« Billion Dollar Baby », de et par Audrey Vernon, Jardins des Vaîtes à Besançon - 03/04/2021

Stéphanie Ruffier
Les économistes et les politiques peinent à déconstruire le mortifère concept de croissance, les théâtres sont fermés ou occupés : le « monde d’après » a fait long feu. Toutefois, pas de quoi décourager la verve d’Audrey Vernon ! Après « Comment épouser un milliardaire ? », spectacle qui auscultait les pensées de Bill Gates et autres maîtres du monde, son nouveau solo revêt la forme d’une lettre à l’enfant à naître. Quoi de plus naturel que de jouer cette réflexion écologiste et militante dans une zone à défendre, en soutien au premier « Soulèvement de la Terre » ?

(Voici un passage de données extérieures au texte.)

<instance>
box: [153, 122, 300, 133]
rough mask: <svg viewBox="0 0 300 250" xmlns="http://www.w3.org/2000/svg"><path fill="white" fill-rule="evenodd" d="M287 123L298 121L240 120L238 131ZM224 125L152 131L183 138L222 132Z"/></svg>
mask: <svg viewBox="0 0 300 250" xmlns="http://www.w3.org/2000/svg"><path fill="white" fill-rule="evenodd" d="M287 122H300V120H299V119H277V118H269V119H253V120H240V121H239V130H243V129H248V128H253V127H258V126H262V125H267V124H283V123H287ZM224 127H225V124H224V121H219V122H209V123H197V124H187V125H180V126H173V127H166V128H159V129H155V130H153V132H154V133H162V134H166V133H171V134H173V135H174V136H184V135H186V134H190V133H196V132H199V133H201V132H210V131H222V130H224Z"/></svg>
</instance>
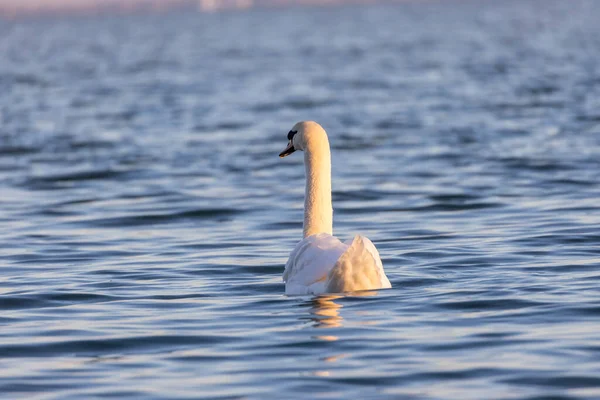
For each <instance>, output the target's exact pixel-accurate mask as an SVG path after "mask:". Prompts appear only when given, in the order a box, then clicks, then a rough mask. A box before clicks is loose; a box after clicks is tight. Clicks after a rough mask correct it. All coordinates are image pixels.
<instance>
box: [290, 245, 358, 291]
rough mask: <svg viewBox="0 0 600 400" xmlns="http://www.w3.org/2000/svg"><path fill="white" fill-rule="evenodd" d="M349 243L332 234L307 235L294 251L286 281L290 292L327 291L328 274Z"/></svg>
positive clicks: (292, 250)
mask: <svg viewBox="0 0 600 400" xmlns="http://www.w3.org/2000/svg"><path fill="white" fill-rule="evenodd" d="M347 248H348V245H346V244H344V243H342V242H341V241H340V240H339V239H338V238H336V237H335V236H332V235H330V234H328V233H319V234H316V235H311V236H308V237H306V238H304V239H303V240H302V241H301V242H299V243H298V244H297V245H296V247H295V248H294V250H292V252H291V253H290V258H289V259H288V261H287V263H286V264H285V271H284V272H283V281H284V282H285V293H286V294H311V293H323V292H325V283H326V282H325V281H326V280H327V274H328V273H329V271H331V269H332V268H333V266H334V265H335V263H336V261H337V260H338V259H339V258H340V256H341V255H342V254H343V253H344V251H345V250H346V249H347Z"/></svg>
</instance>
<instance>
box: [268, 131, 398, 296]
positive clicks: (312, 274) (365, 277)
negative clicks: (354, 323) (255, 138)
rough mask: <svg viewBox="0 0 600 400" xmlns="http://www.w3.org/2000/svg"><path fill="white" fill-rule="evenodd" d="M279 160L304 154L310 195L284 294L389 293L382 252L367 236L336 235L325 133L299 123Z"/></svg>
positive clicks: (290, 263) (306, 200)
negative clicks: (372, 291)
mask: <svg viewBox="0 0 600 400" xmlns="http://www.w3.org/2000/svg"><path fill="white" fill-rule="evenodd" d="M288 140H289V143H288V146H287V147H286V149H285V150H283V151H282V152H281V153H280V154H279V157H285V156H288V155H290V154H292V153H293V152H294V151H296V150H304V166H305V168H306V193H305V199H304V239H303V240H302V241H300V243H298V244H297V245H296V247H295V248H294V250H293V251H292V253H291V254H290V258H289V259H288V261H287V263H286V264H285V271H284V273H283V280H284V282H285V293H286V294H321V293H341V292H351V291H358V290H369V289H387V288H391V287H392V285H391V284H390V281H389V280H388V278H387V276H385V272H384V271H383V264H382V263H381V258H379V252H378V251H377V249H376V248H375V246H374V245H373V243H372V242H371V241H370V240H369V239H367V238H366V237H364V236H355V237H354V239H352V240H349V241H347V242H346V243H342V242H341V241H340V240H339V239H338V238H336V237H335V236H332V230H333V208H332V206H331V155H330V152H329V140H328V139H327V133H325V130H324V129H323V128H322V127H321V125H319V124H317V123H316V122H313V121H304V122H298V123H297V124H296V125H294V127H293V128H292V130H291V131H290V132H289V133H288Z"/></svg>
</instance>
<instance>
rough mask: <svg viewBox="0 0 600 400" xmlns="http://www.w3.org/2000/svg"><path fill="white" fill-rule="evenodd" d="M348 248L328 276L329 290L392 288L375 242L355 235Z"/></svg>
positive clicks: (355, 289) (337, 262) (348, 242)
mask: <svg viewBox="0 0 600 400" xmlns="http://www.w3.org/2000/svg"><path fill="white" fill-rule="evenodd" d="M347 243H350V246H349V247H348V249H347V250H346V251H345V252H344V253H343V254H342V255H341V257H340V258H339V259H338V260H337V262H336V263H335V265H334V267H333V268H332V269H331V271H330V272H329V275H328V277H327V288H326V290H327V292H328V293H341V292H351V291H357V290H369V289H388V288H391V287H392V285H391V284H390V281H389V279H388V278H387V276H386V275H385V271H384V270H383V263H382V262H381V258H380V257H379V252H378V251H377V249H376V248H375V245H374V244H373V242H371V241H370V240H369V239H368V238H366V237H364V236H355V237H354V239H353V240H352V241H351V242H347Z"/></svg>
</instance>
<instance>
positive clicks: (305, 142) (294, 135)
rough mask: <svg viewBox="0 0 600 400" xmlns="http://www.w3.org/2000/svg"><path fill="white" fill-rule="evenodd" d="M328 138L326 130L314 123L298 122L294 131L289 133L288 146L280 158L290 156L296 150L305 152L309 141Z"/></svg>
mask: <svg viewBox="0 0 600 400" xmlns="http://www.w3.org/2000/svg"><path fill="white" fill-rule="evenodd" d="M323 136H325V137H327V134H326V133H325V130H324V129H323V127H322V126H321V125H319V124H317V123H316V122H314V121H302V122H298V123H297V124H296V125H294V127H293V128H292V130H290V131H289V132H288V141H289V142H288V145H287V147H286V148H285V150H283V151H282V152H281V153H279V157H281V158H283V157H286V156H289V155H290V154H292V153H293V152H294V151H296V150H300V151H303V150H305V149H306V146H307V145H308V142H309V141H314V139H315V138H321V137H323Z"/></svg>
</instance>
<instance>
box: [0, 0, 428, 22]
mask: <svg viewBox="0 0 600 400" xmlns="http://www.w3.org/2000/svg"><path fill="white" fill-rule="evenodd" d="M400 1H407V0H0V17H4V18H18V17H22V16H37V15H57V14H58V15H61V14H63V15H89V14H96V13H106V12H115V13H132V12H139V11H146V12H164V11H168V10H172V9H178V8H179V9H195V10H197V11H198V12H214V11H220V10H244V9H248V8H252V7H255V6H259V7H261V6H262V7H270V6H273V7H281V6H294V5H313V6H314V5H323V6H330V5H339V4H344V3H346V4H369V3H377V2H400ZM409 1H417V0H409Z"/></svg>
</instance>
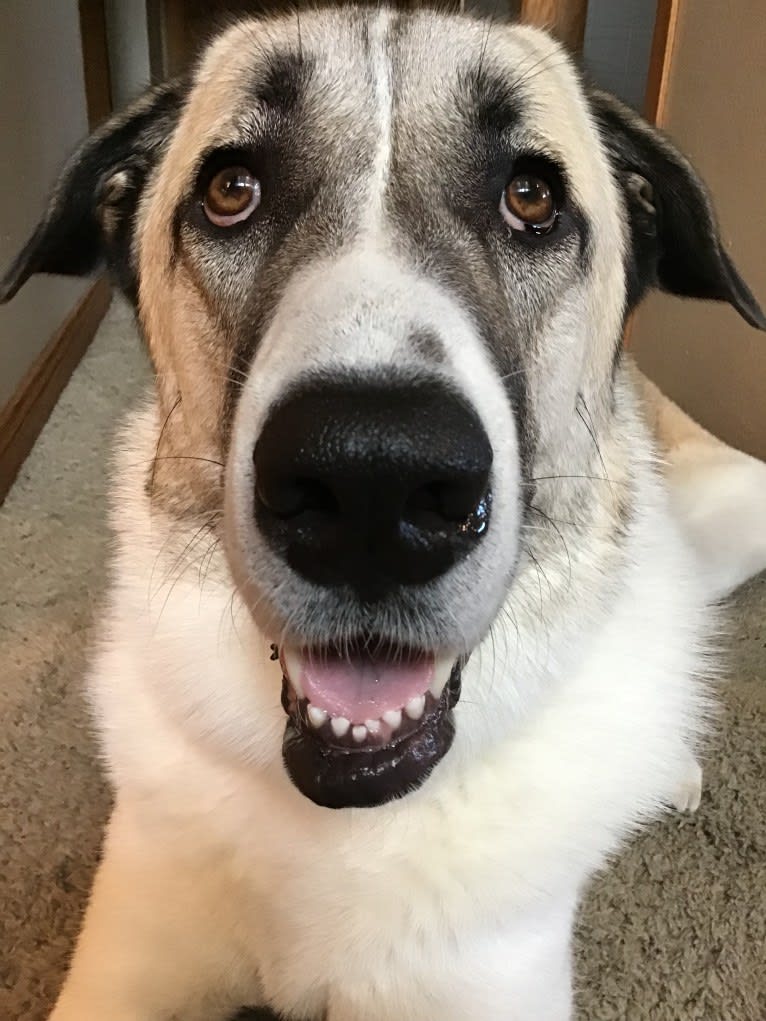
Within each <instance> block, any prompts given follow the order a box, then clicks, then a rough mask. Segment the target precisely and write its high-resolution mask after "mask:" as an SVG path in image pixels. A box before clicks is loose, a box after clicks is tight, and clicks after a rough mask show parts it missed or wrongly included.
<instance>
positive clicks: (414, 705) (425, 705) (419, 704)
mask: <svg viewBox="0 0 766 1021" xmlns="http://www.w3.org/2000/svg"><path fill="white" fill-rule="evenodd" d="M425 708H426V696H425V695H417V696H416V697H415V698H411V699H410V701H409V702H408V703H406V706H405V707H404V712H405V713H406V715H408V716H409V717H410V719H411V720H420V718H421V717H422V716H423V710H424V709H425Z"/></svg>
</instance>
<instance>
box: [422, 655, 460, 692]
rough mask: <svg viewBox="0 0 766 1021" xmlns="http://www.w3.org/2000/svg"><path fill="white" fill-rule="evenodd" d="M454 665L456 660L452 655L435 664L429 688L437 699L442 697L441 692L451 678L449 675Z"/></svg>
mask: <svg viewBox="0 0 766 1021" xmlns="http://www.w3.org/2000/svg"><path fill="white" fill-rule="evenodd" d="M453 665H454V660H453V659H452V657H449V658H448V659H446V658H442V659H441V660H437V661H436V663H435V664H434V669H433V680H432V681H431V684H430V686H429V688H428V690H429V691H430V692H431V694H432V695H433V697H434V698H435V699H436V701H438V700H439V698H441V692H442V691H443V690H444V685H445V684H446V682H447V681H448V680H449V675H450V674H451V672H452V667H453Z"/></svg>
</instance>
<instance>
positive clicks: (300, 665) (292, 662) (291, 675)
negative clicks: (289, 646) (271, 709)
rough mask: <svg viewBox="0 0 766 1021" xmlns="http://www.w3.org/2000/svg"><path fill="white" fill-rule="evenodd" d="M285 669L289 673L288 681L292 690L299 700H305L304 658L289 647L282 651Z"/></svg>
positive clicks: (287, 672)
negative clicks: (303, 691)
mask: <svg viewBox="0 0 766 1021" xmlns="http://www.w3.org/2000/svg"><path fill="white" fill-rule="evenodd" d="M282 660H283V668H284V670H285V671H286V672H287V679H288V681H289V682H290V684H291V685H292V689H293V691H294V692H295V694H296V695H297V696H298V698H305V694H304V693H303V685H302V684H301V677H302V675H303V657H302V655H301V654H300V652H299V651H298V650H297V649H296V648H290V647H289V646H288V647H286V648H284V649H283V650H282Z"/></svg>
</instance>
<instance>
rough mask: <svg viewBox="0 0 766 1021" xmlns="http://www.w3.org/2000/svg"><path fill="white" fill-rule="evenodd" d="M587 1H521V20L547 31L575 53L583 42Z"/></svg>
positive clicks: (572, 0)
mask: <svg viewBox="0 0 766 1021" xmlns="http://www.w3.org/2000/svg"><path fill="white" fill-rule="evenodd" d="M587 10H588V5H587V0H522V4H521V20H522V21H526V22H527V23H528V25H538V26H540V27H541V28H543V29H549V30H550V31H552V32H553V33H554V35H555V36H556V37H557V38H558V39H561V41H562V42H563V43H566V45H567V46H568V47H569V48H570V49H572V50H575V52H579V51H580V50H581V49H582V44H583V42H584V40H585V21H586V19H587Z"/></svg>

Ce jour-là, aux Jardins des Vaîtes, les débats d’autres invités – l’essayiste Corinne Morel-Darleux, le dessinateur Alessandro Pignocchi et Cécile Muret, porte-parole de la Confédération paysanne, qui s’élèvent tous contre la financiarisation du monde, l’artificialisation des terres et la compensation écologique, construisent une habile introduction au « spectacle » d’Audrey Vernon qui vante lui aussi une politique de l’attention empathique aux autres. Son personnage de femme enceinte, faussement candide, nous lit la lettre qu’elle souhaite adresser à son futur enfant pour l’avertir de l’endroit où il va atterrir : en France, dans une belle démocratie, septième puissance mondiale où « six tonnes d’infrastructures par kilo de chair humaine » sont nécessaires pour survivre.
Cela commence très fort avec le prix d’un bébé blanc sur Google : 15 000 euros. Le portrait qu’il dresse en creux des sociétés occidentales n’est guère reluisant : tout s’y achète et tout s’y vend, y compris les êtres vivants et les ressources naturelles. L’ironie est immédiatement lisible dans la liste des inventions prothèses qui permettent d’économiser l’énergie humaine (électroménager, téléphone portable, voitures, avions, escalators…) mais poussent l’homo sapiens sapiens contemporain dans les salles de sport sur des machines… électriques ! […]
La lettre faussement émerveillée – et vraiment effrayante – au bébé est en réalité le support d’une confrontation de valeurs avec le père de l’enfant, un vrai capitaliste pur et dur (on se demande d’ailleurs comment ce couple va tenir !). C’est en réalité à cet « ennemi » que s’adresse l’épître. Si les deux voix divergentes et les positionnements du corps sont encore à affiner, tout comme le jeu dialogique encore fragile dans un espace aussi ouvert (il manque de vraies adresses au public, notamment des regards), le texte est brillant et ne cache pas sa fonction didactique. Si le choix de la femme enceinte, paraît une bonne idée comme support de valeurs dites féminines (soin, écoute, douceur) et pour éloge des processus naturels de « fabrication », il pourrait être intéressant de quitter la feinte nunucherie pour assumer plus frontalement un discours fertile avec les spectateurs.
Nous saluons donc la témérité de ce « seule en scène » bien documenté qui ose se confronter à des lieux non dédiés au spectacle. Audrey Vernon sait poser des allégories et des métaphores efficaces, comme son Napoléon-Macron. Si elle possède l’humour indispensable pour affronter l’espace public, elle devrait s’y plaire en libérant davantage son jeu et en osant la participation. Le démontage en règle des incohérences de la société de la consommation est diablement pertinent. La façon dont l’autrice pointe la manière dont le langage est sans cesse « bidouillé » par le pouvoir nous a séduit. En soulignant la perversité de l’usage de mots et de concepts détournés de leur origine et de leur sens, elle nous rappelle, si besoin était, qu’un projet qualifié d’« écoquartier » peut cacher une triste entreprise de bétonnage.